How to use integration with Cloudflare Prindi

  • 0

Cloudflare functions

CloudFlare is a proxy service which allows using a wide range of functions to make websites run faster and safer. Web traffic to the sites is passed through the Cloudflare network. The integration allows ispmanager users to work with the functionality of the free version of Cloudflare.

The main functions of the free Cloudflare version:

  • increases website responsiveness;
  • checks users sending requests to the website. E.g. their IP addresses, requested resources, the frequency of requests, etc. Thus, Cloudflare protects websites from different threads, allows to decrease the usage of website resources;
  • if the server is not accessible, Cloudflare allows users to access it using a static copy from the Cloudflare cache;
  • displays statistics of Cloudflare usage for a domain.

For more information please refer to its official website.

Connecting a domain to Cloudflare

Perform the following steps to connect a domain to Cloudflare:

  1. Log in to ISPmanager as User. 
  2. Navigate to Sites→…→Cloudflare.
  3. At the first login register a new Cloudflare account or enter the existing token.
  4. Go to Sites → …→Cloudflare → select the domain you want to connect → Add.

    Note!
    You can connect only second-level domains to Cloudflare.

  5. Select the Connection type:
    • Full connection — the domain zone is fully connected to Cloudflare;
    • Partial connection — subdomains are selectively connected to Cloudflare. Enter the CNAME record for Cloudflare. It is needed to redirect requests to one of the IP addresses of the connected domain zone. Enter all Aliases of the WWW-domain name, separated by a space. By default, it includes all the aliases created in ISPmanager. 
  6. Click Ok.
  7. The status of the connection in Sites →…→ Cloudflare → the column Status  will change to "Connection to Cloudflare is in progress". This process may take several minutes. The information about domain statuses is updated automatically once in half-an-hour. Click the Update button to update it manually. Status change history is saved in the Event Log. At the last stage of the connection, an entry will appear in the log "To complete integration with Cloudflare, change the NS records of the domain zone", in which there will be Cloudflare NS servers.

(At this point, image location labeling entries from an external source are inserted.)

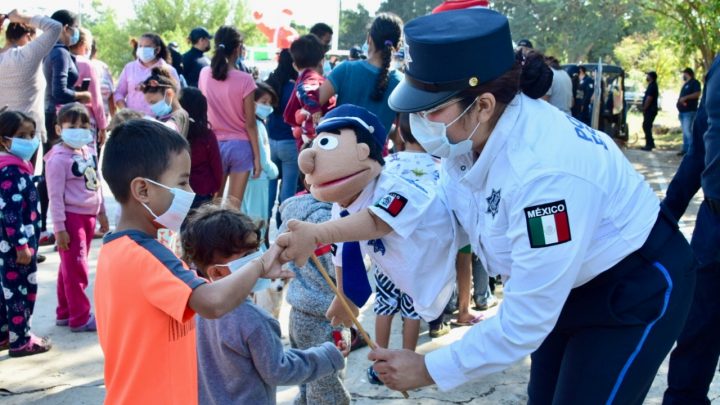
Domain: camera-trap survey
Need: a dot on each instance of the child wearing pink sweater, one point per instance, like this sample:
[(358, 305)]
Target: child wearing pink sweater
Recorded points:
[(76, 202)]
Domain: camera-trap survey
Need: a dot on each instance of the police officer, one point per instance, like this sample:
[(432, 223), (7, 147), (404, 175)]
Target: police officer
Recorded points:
[(693, 362), (598, 279)]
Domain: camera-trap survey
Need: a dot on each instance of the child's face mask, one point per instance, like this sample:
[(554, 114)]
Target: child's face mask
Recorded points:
[(237, 264)]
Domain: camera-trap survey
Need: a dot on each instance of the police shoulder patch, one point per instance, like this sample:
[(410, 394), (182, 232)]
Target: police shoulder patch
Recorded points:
[(392, 203), (548, 224)]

Specify them in the NS-records of the domain zone registrar.
  8. When the registrar's information is updated, the connection status will change to "The domain is connected to Cloudflare". The Cloudflare functions will become available for the domain. The initial settings are sent to Cloudflare depending on domain and server configuration:
    • Automatic HTTPS rewrites;
    • IPv6 support;
    • HSTS;
    • SSL;
    • TLS 1.3.

Note!
Connections for the domains added through the Cloudflare client area won't be displayed in ispmanager.

Generating Api Token

To create an Api Token in Cloudflare, you need to create an account. If you already have an account, you need to log in.

  1. Create an account and log in to Cloudflare.
  2. Click My Profile.
  3. Select the tab API Tokens.
  4. In the form that opens, click on Create Token.
  5. At the bottom of the templates list, click Get Started opposite Create Custom Token.
  6. Set the token name in the field Token name and add the necessary permissions.
  7. After adding the necessary settings, click Continue to summary at the bottom.
  8. The form will open with a description of all the added permissions for the token.
  9. If everything is correct, click Create Token, otherwise click Edit token and add permissions.
  10. After clicking on the Create Token button, a page with a ready-to-use token will open.

Permissions

For the correct work of the Cloudflare plugin, select the following permissions:

  1. Account, Account Firewall Access Rules, Read
  2. Zone, Cache Rules, Edit
  3. Zone, Zone Settings, Read, Edit
  4. Zone, Zone DNS, Read, Edit
  5. Zone, Zone, Edit
  6. Zone, Cache Purge, Purge
  7. Zone, Firewall Services, Read, Edit

Configure individual Cloudflare rules for website pages

You can set up individual Cloudflare rules for website pages. The rules will be executed even if they do not match global settings for a domain zone.

Note!The Cloudflare free license allows you to create only three sets of rules. Only one set can be created for one page.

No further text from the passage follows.